The "Tone-deaf" Problem: Current S2S models (including Qwen2.5-Omni, GPT-4o Voice mode, and GLM-4-Voice) produce nearly identical responses regardless of speaking style. Experiments show these models score around 3 out of 5, comparable to a pipeline baseline that completely ignores speaking style.

Lack of Evaluation Benchmarks: Existing benchmarks mostly focus on speech-to-text comprehension (e.g., VoiceBench) or evaluate text response quality, with no benchmark directly assessing the appropriateness of S2S model output speech in terms of both content and style.

Data Scarcity Bottleneck: Constructing paralinguistic-aware S2S training data requires style annotations and expressive recordings, making it prohibitively expensive — the primary barrier to developing such models.

Core Research Question: Inspired by DeepSeek-R1 — where reasoning ability can emerge through RL without SFT demonstrations — can paralinguistic-aware dialogue capability similarly emerge through RL with minimal supervision?

Method

Overall Architecture

ParaS2S consists of two major components:

ParaS2SBench (Benchmark): - Automatically generates high-quality spoken test queries - Covers 4 paralinguistic dimensions: emotion, sarcasm, age, and gender - Each query is paired with two contrastive speaking styles - Directly evaluates the appropriateness of input-output speech pairs

ParaS2SAlign (Alignment Framework): - Stage 1: SFT warm-up - Stage 2: Distilled reward model - Stage 3: GRPO post-training

Key Designs

  1. Scenario-Controlled Query Generation: Each test query adheres to three design principles:

    • Neutral textual content: e.g., "I just bumped into my ex." carries no inherent emotional implication
    • Contrastive speaking styles: the same text is paired with two contrasting styles (e.g., surprised vs. sad)
    • Paralinguistic relevance: the speaking style genuinely influences what constitutes an appropriate response

→ Mechanism: Only when a model must infer the speaker's state from audio signals rather than text can paralinguistic awareness be truly tested. → Design Motivation: Prevents models from "guessing" the correct response based solely on textual content.

Data quality is ensured through triple filtering: neutrality test, plausibility test, and paralinguistic relevance test — all automated via ChatGPT and confirmed by human reviewers.

  1. Multi-Model Evaluation Pipeline: When evaluating output speech, content (transcribed via Whisper-v3) and speaking style (analyzed via AudioReasoner) are extracted separately, then jointly scored by ChatGPT 4.1:

    \(f_{\text{gpt}} = GPT(c_i, s_i, c_o, s_o, r)\)

→ Mechanism: Speech evaluation is decomposed into two sub-problems — content understanding and style understanding — before a holistic judgment is made. → Design Motivation: Direct speech quality evaluation is difficult; using text as an intermediary enables automated, scalable assessment.

  1. Three-Stage Alignment Framework:

Stage 1 — SFT Warm-up: High-quality demonstrations are constructed from 10k speech prompts, with expressive responses synthesized via gpt-4o-mini-tts. SFT training equips the model with basic paralinguistic awareness. This step is necessary — the base model entirely lacks this capability and cannot sample meaningful responses for RL.
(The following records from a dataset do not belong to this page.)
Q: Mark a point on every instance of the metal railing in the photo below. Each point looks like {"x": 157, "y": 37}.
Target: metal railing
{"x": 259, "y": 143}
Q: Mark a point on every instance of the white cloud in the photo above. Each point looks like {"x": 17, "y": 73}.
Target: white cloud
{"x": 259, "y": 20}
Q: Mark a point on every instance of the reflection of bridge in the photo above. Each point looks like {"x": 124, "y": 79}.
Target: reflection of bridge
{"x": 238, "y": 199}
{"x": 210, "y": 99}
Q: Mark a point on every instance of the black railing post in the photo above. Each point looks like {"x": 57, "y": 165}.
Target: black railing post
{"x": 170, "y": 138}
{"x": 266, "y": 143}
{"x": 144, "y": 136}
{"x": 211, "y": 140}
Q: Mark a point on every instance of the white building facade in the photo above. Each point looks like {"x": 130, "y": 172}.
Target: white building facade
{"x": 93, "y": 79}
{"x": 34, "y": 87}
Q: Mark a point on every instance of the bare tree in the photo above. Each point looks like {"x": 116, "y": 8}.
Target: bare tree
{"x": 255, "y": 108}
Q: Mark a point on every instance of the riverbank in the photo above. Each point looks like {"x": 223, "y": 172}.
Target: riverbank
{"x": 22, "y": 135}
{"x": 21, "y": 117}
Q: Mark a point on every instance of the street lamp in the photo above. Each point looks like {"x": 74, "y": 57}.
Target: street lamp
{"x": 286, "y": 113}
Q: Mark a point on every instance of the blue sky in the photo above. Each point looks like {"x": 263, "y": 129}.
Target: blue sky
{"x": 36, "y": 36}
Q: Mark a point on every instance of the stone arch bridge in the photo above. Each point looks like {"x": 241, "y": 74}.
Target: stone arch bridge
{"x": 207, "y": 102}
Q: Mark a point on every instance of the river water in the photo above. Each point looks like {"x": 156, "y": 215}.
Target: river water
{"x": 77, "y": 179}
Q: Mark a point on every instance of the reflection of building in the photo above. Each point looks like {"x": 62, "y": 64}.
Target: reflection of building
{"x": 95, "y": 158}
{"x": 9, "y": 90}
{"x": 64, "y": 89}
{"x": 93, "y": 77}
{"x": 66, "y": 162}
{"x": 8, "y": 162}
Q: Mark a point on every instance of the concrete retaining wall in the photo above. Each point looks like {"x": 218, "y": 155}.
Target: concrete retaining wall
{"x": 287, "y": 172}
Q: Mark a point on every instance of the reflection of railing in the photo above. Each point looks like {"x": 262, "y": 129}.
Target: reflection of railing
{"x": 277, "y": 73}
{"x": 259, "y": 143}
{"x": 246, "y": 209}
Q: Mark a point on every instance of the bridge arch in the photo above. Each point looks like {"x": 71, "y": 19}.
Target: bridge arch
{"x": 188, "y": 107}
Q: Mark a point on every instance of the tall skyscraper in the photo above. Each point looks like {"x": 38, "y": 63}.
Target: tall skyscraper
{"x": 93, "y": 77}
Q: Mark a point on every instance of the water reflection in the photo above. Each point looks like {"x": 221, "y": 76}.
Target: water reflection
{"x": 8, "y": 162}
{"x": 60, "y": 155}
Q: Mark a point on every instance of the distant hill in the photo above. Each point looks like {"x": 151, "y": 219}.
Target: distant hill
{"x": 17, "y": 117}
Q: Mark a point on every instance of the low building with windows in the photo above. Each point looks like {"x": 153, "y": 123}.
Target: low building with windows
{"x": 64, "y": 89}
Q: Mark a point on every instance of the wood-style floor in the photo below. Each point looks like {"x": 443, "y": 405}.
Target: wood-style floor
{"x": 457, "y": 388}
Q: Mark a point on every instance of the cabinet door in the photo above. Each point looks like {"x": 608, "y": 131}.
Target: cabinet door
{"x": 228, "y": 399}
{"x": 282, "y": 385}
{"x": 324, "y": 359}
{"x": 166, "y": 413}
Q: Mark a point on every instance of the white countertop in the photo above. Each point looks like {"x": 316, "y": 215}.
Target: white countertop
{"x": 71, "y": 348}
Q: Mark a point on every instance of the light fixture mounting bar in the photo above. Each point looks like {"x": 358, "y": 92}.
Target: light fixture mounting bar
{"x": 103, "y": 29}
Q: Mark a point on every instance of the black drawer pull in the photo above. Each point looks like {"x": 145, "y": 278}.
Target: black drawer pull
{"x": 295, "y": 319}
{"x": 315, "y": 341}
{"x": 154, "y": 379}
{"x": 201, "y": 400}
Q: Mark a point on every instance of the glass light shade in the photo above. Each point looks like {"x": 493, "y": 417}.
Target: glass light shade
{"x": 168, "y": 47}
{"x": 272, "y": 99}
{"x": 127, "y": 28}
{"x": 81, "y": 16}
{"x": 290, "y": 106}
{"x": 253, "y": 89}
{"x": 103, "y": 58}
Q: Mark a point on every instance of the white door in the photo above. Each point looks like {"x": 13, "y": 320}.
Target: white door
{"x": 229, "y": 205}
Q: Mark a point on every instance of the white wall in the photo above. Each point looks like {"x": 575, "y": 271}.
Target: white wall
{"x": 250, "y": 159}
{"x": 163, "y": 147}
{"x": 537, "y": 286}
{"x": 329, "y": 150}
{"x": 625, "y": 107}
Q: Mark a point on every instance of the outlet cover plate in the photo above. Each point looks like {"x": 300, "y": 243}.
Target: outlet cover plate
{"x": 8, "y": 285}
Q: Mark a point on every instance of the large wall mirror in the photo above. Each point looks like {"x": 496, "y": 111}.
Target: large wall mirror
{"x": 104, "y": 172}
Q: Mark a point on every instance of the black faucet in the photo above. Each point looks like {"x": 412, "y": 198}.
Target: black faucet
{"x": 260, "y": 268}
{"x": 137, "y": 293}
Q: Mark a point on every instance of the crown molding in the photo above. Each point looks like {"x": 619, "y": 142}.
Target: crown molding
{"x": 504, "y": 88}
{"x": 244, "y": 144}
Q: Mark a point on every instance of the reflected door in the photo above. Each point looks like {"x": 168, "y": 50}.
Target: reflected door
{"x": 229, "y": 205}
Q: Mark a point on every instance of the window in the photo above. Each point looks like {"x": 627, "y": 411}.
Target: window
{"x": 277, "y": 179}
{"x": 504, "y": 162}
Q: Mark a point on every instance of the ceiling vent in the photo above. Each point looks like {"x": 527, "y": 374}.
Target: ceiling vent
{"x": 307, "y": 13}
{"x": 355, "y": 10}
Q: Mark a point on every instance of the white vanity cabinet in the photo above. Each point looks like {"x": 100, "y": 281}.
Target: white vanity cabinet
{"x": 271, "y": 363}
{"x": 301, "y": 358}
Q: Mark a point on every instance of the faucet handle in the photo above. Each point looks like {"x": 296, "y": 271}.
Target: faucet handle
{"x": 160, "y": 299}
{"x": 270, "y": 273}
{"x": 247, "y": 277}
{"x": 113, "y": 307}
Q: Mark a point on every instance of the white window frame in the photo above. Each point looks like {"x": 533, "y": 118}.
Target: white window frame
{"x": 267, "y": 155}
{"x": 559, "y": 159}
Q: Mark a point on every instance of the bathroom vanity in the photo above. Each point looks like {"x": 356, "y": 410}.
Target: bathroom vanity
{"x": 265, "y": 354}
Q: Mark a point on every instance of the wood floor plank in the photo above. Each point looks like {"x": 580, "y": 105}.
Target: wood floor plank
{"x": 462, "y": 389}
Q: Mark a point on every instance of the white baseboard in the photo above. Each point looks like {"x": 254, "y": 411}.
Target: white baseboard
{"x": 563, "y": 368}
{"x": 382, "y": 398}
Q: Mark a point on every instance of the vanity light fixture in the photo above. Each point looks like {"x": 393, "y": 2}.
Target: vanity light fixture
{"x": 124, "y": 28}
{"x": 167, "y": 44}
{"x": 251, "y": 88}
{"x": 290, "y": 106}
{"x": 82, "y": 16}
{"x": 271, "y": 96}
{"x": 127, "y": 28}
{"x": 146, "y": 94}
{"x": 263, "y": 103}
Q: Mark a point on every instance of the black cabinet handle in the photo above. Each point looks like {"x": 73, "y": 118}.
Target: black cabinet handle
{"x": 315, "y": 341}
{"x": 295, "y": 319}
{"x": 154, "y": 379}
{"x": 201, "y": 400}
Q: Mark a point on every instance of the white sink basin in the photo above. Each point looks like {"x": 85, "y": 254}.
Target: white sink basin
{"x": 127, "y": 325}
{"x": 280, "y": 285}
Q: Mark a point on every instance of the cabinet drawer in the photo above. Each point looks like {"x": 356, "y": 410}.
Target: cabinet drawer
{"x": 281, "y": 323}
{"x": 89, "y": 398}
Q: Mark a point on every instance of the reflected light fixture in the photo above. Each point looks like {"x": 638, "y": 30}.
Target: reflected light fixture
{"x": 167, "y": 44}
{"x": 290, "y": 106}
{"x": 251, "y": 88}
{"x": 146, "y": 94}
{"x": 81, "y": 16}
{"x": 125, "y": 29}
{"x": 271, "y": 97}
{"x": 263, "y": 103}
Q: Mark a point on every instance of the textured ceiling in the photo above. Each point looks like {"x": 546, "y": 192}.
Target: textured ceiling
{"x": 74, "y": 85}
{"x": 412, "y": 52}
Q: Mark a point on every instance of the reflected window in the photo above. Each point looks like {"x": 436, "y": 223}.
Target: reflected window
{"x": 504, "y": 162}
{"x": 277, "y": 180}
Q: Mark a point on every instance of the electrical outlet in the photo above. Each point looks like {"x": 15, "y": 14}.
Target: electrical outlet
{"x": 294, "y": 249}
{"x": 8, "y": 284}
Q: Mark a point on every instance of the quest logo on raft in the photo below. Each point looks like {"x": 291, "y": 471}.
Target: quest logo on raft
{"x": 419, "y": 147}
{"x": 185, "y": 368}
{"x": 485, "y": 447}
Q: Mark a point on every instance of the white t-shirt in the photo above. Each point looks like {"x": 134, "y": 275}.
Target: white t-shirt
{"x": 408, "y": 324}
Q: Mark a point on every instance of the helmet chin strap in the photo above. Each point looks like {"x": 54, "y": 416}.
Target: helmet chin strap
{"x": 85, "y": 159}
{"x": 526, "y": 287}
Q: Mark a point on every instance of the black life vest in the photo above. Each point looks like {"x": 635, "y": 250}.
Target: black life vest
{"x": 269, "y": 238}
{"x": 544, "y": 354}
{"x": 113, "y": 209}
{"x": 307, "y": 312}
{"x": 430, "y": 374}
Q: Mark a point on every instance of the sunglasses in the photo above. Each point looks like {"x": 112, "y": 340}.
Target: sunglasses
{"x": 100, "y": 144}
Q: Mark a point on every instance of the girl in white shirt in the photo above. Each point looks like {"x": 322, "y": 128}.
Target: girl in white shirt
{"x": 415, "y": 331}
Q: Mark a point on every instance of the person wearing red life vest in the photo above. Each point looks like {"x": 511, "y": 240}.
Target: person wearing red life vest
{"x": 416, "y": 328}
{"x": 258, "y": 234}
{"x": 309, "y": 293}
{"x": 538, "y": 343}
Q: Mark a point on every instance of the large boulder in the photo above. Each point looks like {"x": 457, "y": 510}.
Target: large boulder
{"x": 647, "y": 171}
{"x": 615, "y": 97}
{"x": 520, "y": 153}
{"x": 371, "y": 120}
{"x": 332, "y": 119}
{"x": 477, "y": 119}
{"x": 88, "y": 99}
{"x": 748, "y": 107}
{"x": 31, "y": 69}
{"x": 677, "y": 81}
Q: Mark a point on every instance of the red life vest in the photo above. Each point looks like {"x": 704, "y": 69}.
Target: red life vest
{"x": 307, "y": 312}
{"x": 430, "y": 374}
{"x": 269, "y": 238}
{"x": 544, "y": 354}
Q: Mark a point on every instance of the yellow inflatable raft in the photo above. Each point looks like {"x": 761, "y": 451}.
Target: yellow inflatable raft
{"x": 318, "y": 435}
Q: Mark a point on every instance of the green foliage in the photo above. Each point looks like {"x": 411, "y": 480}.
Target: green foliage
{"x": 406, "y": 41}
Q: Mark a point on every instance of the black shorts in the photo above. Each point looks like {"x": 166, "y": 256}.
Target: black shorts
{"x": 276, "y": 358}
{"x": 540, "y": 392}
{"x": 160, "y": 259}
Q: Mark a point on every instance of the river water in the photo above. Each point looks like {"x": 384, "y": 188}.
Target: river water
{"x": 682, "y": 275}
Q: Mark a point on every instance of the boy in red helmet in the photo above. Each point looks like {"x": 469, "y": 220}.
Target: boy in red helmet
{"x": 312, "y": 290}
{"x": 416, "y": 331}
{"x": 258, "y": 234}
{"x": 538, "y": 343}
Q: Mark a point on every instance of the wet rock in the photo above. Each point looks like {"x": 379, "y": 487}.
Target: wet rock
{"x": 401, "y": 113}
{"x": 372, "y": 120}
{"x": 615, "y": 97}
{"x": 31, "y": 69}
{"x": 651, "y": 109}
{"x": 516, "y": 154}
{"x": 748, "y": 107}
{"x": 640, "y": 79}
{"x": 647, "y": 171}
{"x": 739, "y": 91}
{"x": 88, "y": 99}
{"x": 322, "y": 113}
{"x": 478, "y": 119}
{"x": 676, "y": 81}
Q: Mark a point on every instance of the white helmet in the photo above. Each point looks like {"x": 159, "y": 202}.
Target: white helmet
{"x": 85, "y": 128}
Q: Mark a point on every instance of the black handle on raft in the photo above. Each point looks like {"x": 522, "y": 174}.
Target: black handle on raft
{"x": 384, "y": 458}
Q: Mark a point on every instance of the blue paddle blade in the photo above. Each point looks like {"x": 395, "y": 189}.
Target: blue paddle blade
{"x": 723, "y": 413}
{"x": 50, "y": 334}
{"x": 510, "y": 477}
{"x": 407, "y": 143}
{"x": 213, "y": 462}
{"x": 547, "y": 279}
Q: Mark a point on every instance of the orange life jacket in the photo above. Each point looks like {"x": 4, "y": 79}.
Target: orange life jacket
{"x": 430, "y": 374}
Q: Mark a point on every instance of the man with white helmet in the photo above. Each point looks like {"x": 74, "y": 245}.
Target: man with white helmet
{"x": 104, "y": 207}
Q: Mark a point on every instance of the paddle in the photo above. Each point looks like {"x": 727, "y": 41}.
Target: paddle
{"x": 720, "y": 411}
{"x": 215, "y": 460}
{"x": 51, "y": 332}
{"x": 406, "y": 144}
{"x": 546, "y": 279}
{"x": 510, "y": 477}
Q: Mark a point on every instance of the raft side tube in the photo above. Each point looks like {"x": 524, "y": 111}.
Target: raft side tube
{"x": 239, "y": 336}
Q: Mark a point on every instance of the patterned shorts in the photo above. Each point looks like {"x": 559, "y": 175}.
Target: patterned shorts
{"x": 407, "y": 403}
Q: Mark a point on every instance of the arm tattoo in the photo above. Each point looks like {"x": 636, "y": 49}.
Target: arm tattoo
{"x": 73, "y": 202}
Stage 2 — Distilled Reward Model: The SFT model generates 32 responses per query for 10k queries (320k pairs total), which are scored by the evaluation pipeline. A reward model \(\phi\) is then trained to approximate pipeline scores, resolving the pipeline's slow evaluation speed.

Stage 3 — GRPO Post-Training: Using 100k unlabeled speech prompts, the model learns from its own generated responses via GRPO. For each query, \(G=8\) responses are sampled in-group, scored by the reward model \(\phi\), normalized to compute advantage estimates, and used to update the policy.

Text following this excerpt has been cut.